Everything you need to know about the Fender 1957 Stratocaster

Written by Zac DelVecchio

There are some years and models in the guitar Parthenon that need no introduction. As players and gear lovers, we have instinctually been brought up to know these years are “the special years”. Today’s topic will be one of those legendary models, the 1957 Stratocaster. This Stratocaster often needs no introduction on its importance, but have you ever stopped to wonder why this year? What makes this particular guitar so special? Well, sit back and let’s get into what makes this Fender tick. 

From Ash to Alder

It’s hard to believe a guitar shape so iconic hasn’t been around since the dawn of time! Only three years before in the spring of 1954, the Fender Stratocaster entered the world. The first three years of the Stratocaster’s life it existed as an ash body. Ash is widely known for its pleasant-sounding lows, scooped mids and nice top end. Upon 1957 (technically mid-1956, but close enough for rock and roll as they say) Fender changed the Stratocaster’s tonewood to Alder. This new at the time tonewood produced a much fuller sound with more mids, slightly deeper lows and maintaining a clean, clear top end. 

The Original V Neck:

Despite what the hipster’s think, the 1957 Stratocaster made the V neck cool. Before this year Stratocaster necks were a larger club-like D shape and progressively became more V-shaped over the next few years. Upon 1957, the neck shape changed further making that subtle V into a deep pronounced V shape. This became a favorite of artists such as Eric Clapton. 

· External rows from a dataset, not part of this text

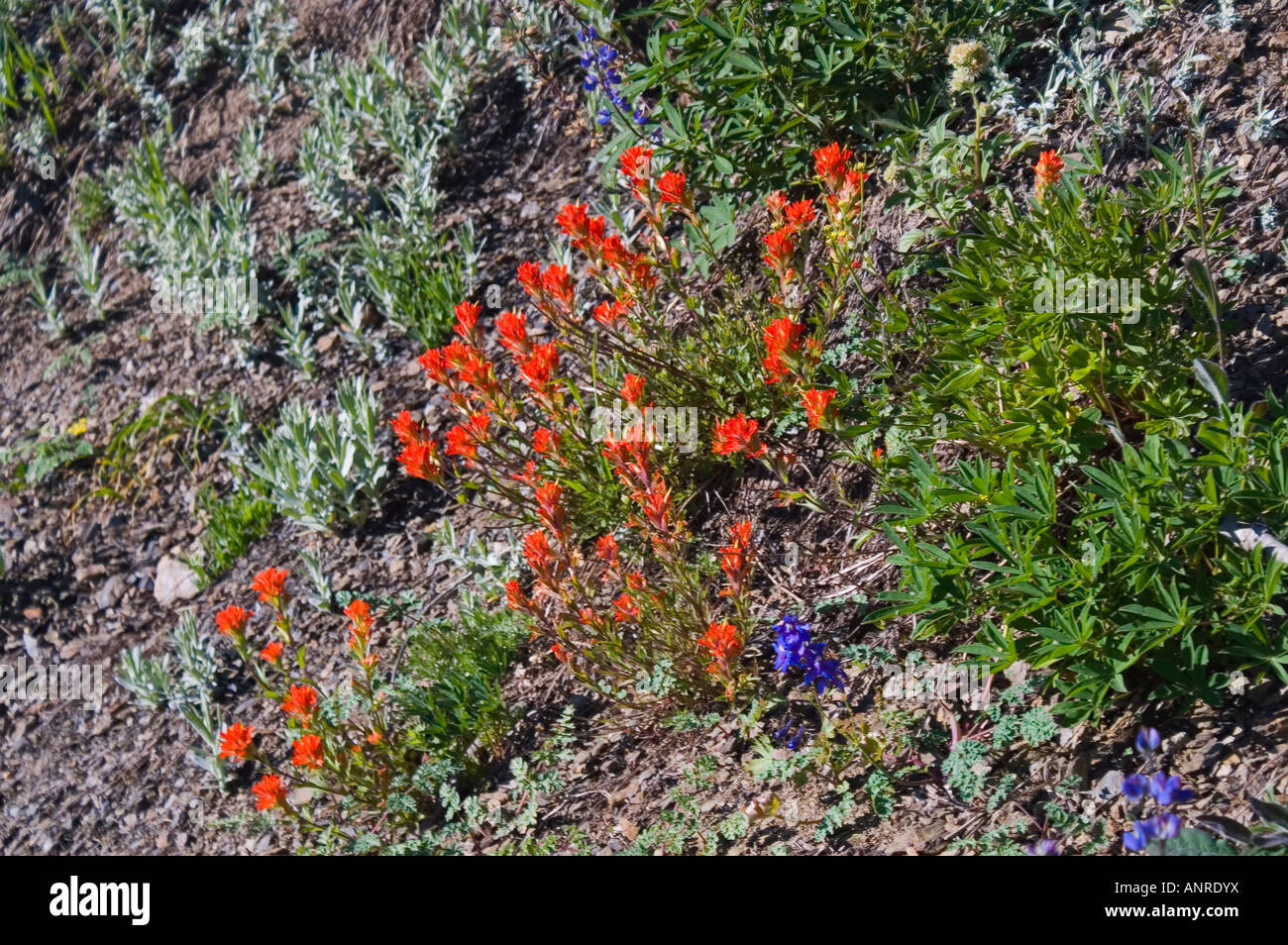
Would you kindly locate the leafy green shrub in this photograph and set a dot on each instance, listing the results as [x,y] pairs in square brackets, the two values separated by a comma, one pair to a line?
[761,80]
[326,471]
[1122,575]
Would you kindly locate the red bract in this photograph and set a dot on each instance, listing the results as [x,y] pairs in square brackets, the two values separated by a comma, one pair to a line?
[557,283]
[514,334]
[670,187]
[829,163]
[632,389]
[406,429]
[540,366]
[270,586]
[815,406]
[721,641]
[782,336]
[738,435]
[536,551]
[636,165]
[605,549]
[1048,168]
[269,793]
[782,252]
[232,621]
[308,752]
[423,461]
[545,441]
[609,313]
[799,214]
[464,439]
[360,614]
[625,609]
[235,742]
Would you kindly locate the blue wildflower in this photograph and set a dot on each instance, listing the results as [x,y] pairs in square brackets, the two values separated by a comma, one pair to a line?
[1168,789]
[1147,740]
[1137,837]
[823,674]
[793,643]
[1134,787]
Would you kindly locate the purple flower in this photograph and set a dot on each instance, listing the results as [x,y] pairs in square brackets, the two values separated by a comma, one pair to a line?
[823,674]
[1147,740]
[1137,837]
[1164,825]
[1134,787]
[1168,789]
[793,643]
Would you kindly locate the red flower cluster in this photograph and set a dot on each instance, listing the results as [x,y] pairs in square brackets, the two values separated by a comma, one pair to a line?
[270,586]
[420,456]
[269,793]
[737,559]
[308,752]
[1047,170]
[300,703]
[236,742]
[232,622]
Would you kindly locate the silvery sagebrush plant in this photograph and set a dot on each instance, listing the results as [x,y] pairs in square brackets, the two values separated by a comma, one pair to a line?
[326,469]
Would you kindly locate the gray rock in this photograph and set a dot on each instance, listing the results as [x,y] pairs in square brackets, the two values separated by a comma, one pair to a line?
[174,582]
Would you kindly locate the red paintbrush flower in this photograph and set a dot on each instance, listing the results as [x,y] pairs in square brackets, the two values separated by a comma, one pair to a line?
[406,429]
[815,406]
[670,187]
[799,214]
[308,752]
[1048,168]
[625,609]
[721,641]
[235,742]
[269,793]
[423,461]
[467,319]
[632,389]
[270,586]
[829,163]
[545,441]
[232,621]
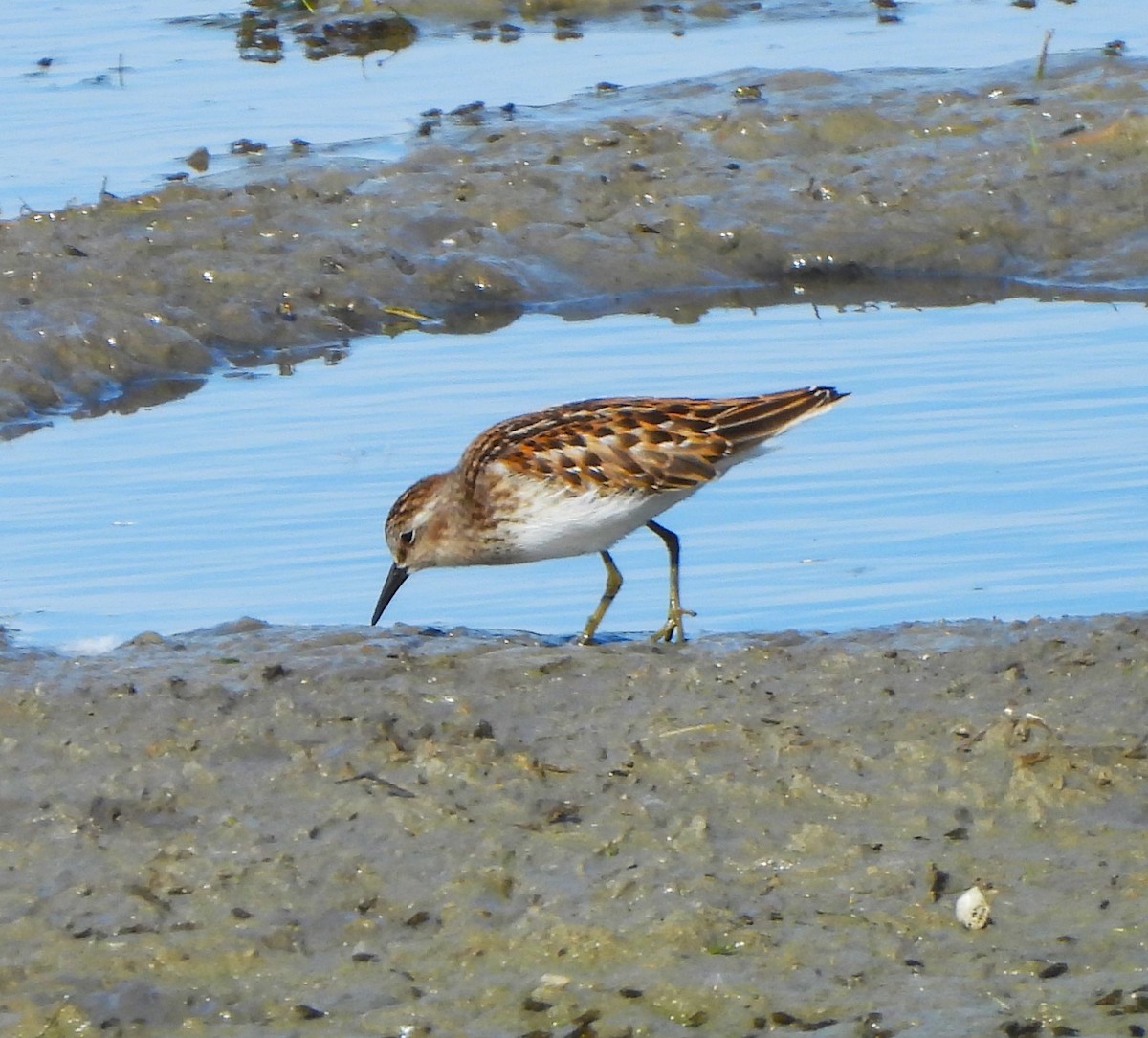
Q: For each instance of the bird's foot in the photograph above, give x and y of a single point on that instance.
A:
(673, 629)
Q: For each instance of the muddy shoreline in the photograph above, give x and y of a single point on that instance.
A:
(359, 831)
(835, 187)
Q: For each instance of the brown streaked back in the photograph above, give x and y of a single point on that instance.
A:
(647, 445)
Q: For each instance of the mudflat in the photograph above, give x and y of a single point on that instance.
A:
(359, 831)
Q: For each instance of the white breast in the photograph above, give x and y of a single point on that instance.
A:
(552, 522)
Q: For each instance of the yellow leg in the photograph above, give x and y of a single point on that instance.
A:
(673, 625)
(613, 583)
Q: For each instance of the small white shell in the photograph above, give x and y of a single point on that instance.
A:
(973, 908)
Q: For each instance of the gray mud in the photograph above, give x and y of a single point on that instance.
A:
(350, 831)
(839, 185)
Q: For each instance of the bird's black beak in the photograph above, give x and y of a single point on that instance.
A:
(395, 579)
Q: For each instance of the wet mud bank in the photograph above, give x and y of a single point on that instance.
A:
(354, 831)
(762, 181)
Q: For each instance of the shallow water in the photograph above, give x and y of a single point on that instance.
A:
(991, 462)
(131, 92)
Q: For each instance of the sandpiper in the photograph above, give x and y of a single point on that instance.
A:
(580, 476)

Other notable features of this 7 ¼” radius maple neck include the now-famous butterfly string trees (previous years featured a round tree) and fiberboard like material for dot inlays

This was the last year of the defined V neck as it was replaced later on in 1958 with a new shape and Brazilian rosewood fingerboards became an option. 

An interesting note about the logo at the time is that from 1954-1960 the Fender logo on the headstock only featured the infamous “Original contour body” and “with synchronized tremolo” badges. As the years would go by patent numbers would continue to be added to the logo under the “with synchronized tremolo” waterslide decal. 

The serial number was at the time on the neck plate securing the neck to the body and were in the 16000-25000 range with some featuring a “0” or “-” before the number.

Hot Hardware

With a block made out of grey painted steel and saddles made of a piece of steel bent into shape with the words “Fender Pat Pend” on each saddle the Fender tremolo system altered history forever. These tremolos were designed to be floating, but many would often block the bridge in the back with a piece of wood to “convert” it to a standard stop tail feel. 

The tuning pegs at the time were the single-line Kluson Deluxe tuners which featured a “D number” patent as seen from the underside of the tuner.

ABS plastic replaced the original Bakelite like material in 1957 as well. Bakelite was a much more brittle material and could not endure as much as ABS could. The pickguards at the time were also a simple white ABS plastic guard that was made of only one layer unlike its multi-layer siblings to come in just a few years.

It’s Electric

Originally, the Stratocaster had a 3-way CRL switch. Interesting enough, players often discovered the “secret menu options” of the in-between switches by forcing the switch to an in-between position giving birth to the later created 5-way switch.

The 250K knurled split shaft pots were made by Stackpole and the wires were cloth wires at the time which had a wax coating. 

The capacitors were flat box-shaped paper caps which were ZNW1P1 .1 MFD 150VDC capacitor

The pickups on these instruments were wrapped with a 42GA heavy formvar wire on a distinctive black bottom made of fiberboard. The magnets were AlNiCo V and the pickups were potted for microphonic feedback. 

Case it Up 

With its suave red plush lining and lacquered tweed exterior the Side Pocket Tweed case was what was used on the 1957 Stratocaster. Unlike its predecessors which had the pick case in the center which acted as storage and neck support, the Side Pocket Tweed had the pick case moved next to the neck and featured a “Koylon” tag to show the maker’s brand. 

The exterior of this case featured brown leader caps and In 1957 only these cases featured a Fender logo made of foil on the outside which is notorious for falling off over time. Any case that has this still on it is near-mythical in rarity. 

Let’s Finish This Up in Style:

Now taken for granted, the sunburst featured on these Stratocasters at the time turned heads. First dipped into a yellow stain, the Stratocaster was then sprayed with the black and red to produce the now-classic look. The guitar was then finished in nitrocellulose lacquer

The paint at the time was coming from DuPont who was a well know paint manufacturer for many products outside the music industry such as automobiles. It is because of this that Fender’s custom colors which were available for an extra 5% of the value are the same as many car finishes such as Sonic Blue or Olympic White.

62 years later the 1957 Stratocaster is continuing to inspire players of all ages and styles. It will no doubt continue to spark our imaginations and creativity for many years to come.